Bolton and Tarasi (2006) comment on the applicability of segmentation and emphasize that the point of segmentation is to identify a group of customers who have the same needs and requirements. However, segmentation, in business-to-business markets, can be argued to be a useful but anonymous tool (Zolkiewski and Turnbull 2002) that does not focus on the inter-relationships of the customers in the target market nor allow for the identification of key customers. In many contexts it could be argued to be too simplistic an approach in an IT-enabled global and networked world, where interconnections and competition through and between networks is shaping the competitive landscape (Gulati et al. 2000).

Tarasi et al. (2011) note that customer portfolio analysis is particularly relevant for business-to-business markets because in this arena firms tend to focus greater proportions of their resources on individual customers and key accounts, cf. consumer markets. Portfolio analysis is also considered to be preferable when distinct customers' requirements need to be considered rather than when clear segments of homogenous groups of customers can be discerned (Terho and Halinen 2007). In this case, customer portfolios could be argued simply to be identifying segmentation bases that are relationally driven. Indeed this has been suggested by Elliott and Glynn (1998) as a mechanism for segmenting retail banking relationships. Bolton and Tarasi (2006) emphasize that the central tenet of customer portfolios is to allow managers to progress beyond the traditional segmentation approach in order to consider the dynamic management of the key relationships in their portfolio.

The issue of managing relationships in a dynamic context is a central challenge in business-to-business marketing (Ford et al. 1986) and has been argued to be the main reason why portfolios are an inappropriate management tool, in that they can move the focus away from the relationship itself (Dubois and Pedersen 2002). Nonetheless, managers still need mechanisms to determine which relationships they should resource and to help in the identification of key accounts; relationship portfolio analysis is specifically designed to analyse relationships and to help with these decisions. So as long as this analysis takes dynamics into consideration it is a good mechanism to support such decision-making.

Managerial implications

The review above shows that there are multiple relationship portfolio models, covering customers, suppliers and relationships generally, which are based upon different levels of analysis, individual customers and market segments, and which can be used tactically and strategically. Hence, it is necessary to consider what this means for business-to-business marketing and key account managers.

It is important for managers to consider the insight that relationship portfolio analysis can bring to understanding their key customers' needs and also how to allocate relevant resources across their portfolio of customers/suppliers. This is particularly important when customers perceive themselves to be in a relationship with the supplier or vice versa. However, if portfolio analysis is applied retrospectively only, it brings with it the danger that the focus will be on past issues rather than understanding and meeting customers' changing needs. Additionally, there is a danger of simply focusing on existing customers and forgetting to search for new customers and/or relationships and, in turn, considering their impact on the existing portfolio. As well as encouraging managers to seek new relationships, when adopted strategically, relationship portfolio management should encourage managers to consider fading relationships as well as those that need to end because they no longer fit with the strategic direction of the company or because they are simply demanding too much resource. This should be seen as central to key account management.

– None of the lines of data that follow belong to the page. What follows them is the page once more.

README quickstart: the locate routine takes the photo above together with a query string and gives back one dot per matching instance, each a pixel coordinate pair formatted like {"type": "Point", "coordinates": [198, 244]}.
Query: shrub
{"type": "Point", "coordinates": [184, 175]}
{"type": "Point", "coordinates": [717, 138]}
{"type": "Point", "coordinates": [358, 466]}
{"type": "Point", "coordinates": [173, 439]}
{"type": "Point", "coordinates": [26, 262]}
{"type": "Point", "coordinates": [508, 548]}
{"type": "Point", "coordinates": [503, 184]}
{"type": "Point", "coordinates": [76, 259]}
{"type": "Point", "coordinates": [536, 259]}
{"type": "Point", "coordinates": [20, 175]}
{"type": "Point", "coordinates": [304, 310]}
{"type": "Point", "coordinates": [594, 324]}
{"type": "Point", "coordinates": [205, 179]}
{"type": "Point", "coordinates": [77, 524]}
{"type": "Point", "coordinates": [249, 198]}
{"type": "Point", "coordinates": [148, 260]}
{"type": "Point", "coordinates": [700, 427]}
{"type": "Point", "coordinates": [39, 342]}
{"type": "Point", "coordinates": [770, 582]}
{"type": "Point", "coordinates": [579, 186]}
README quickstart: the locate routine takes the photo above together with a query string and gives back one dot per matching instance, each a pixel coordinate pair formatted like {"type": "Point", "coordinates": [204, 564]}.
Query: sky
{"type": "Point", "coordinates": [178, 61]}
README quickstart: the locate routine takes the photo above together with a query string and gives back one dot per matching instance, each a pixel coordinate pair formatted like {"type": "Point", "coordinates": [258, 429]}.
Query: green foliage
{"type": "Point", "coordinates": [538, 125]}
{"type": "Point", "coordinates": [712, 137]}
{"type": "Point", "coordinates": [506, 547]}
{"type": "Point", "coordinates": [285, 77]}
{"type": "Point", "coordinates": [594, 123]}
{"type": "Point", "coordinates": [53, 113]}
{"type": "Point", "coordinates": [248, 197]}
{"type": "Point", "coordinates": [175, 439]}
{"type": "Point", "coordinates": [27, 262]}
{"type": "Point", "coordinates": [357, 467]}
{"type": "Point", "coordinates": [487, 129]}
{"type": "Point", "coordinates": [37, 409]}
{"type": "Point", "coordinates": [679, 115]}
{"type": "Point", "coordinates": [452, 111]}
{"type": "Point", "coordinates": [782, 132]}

Managers need to be aware that portfolios can be used on a number of dif­ferent levels, for example, for allocating sales resources across key accounts, or more broadly in thinking about the overall nature of a company's complete set of resources. The importance of understanding portfolios when looking for innovative partners and in R&D contexts illustrates this point. Smackey (1977) emphasizes the importance of allocating sales resources to the customers that have the most potential to contribute to a firm's profitability. Yorke and Wallace (1986) are also early contributors to this debate, reminding us that efficient allocation of marketing resources to target customers is critical to a firm's success. However, as the discussion above about understanding the importance of customer portfolios in new product development and innovation illustrates, an understanding of customer portfolios can assist in allocation of a wide range of resources. For portfolio analysis to be effective at this level, it needs strategic-level integration, top-level management support and also consideration of the wider network implications of decisions that are made.

The discussion about the range of models and dimensions provided above demonstrates that relationship portfolio analysis requires considerable strategic and critical thinking from managers. It will never fall into the genre of simply-applied strategic tools and fixes unless it is being considered in a very simplistic fashion. The contextuality surrounding the application of relationship portfolio analysis requires managers to use their knowledge and industry insight to ensure effective application of the tool, both operationally and in strategic-level thinking.

Relationship portfolio management should not be viewed as a once-a-year planning tool. It needs to be undertaken on an ongoing basis and must be used to assist in the identification and management of key accounts, to monitor relationship dynamics and to give insight into how to react to the changes observed as well as simply assessing where the company is now. It should also not be seen as a job to be done by marketing analysts or planners; it needs to be part of all managers' remits.

The more complex customer lifetime value-based analysis tools are complicated and time consuming to develop; thus they are more expensive to implement. Managers need to be certain that they have the detailed level of data needed to calculate such factors and appropriate algorithms to make the calculations relevant as well as resources to devote to the process. They should also consider if the costs of such systems do provide the returns to justify their implementa­tion. We would suggest that such models are best used to assist in decision-making rather than becoming prescriptive mandates. They are designed to help to manage risk and as such managers utilizing these tools need to ensure that they completely understand what the risk factors are in their contexts, so a careful analysis of the risk driving factors in the area needs to be undertaken.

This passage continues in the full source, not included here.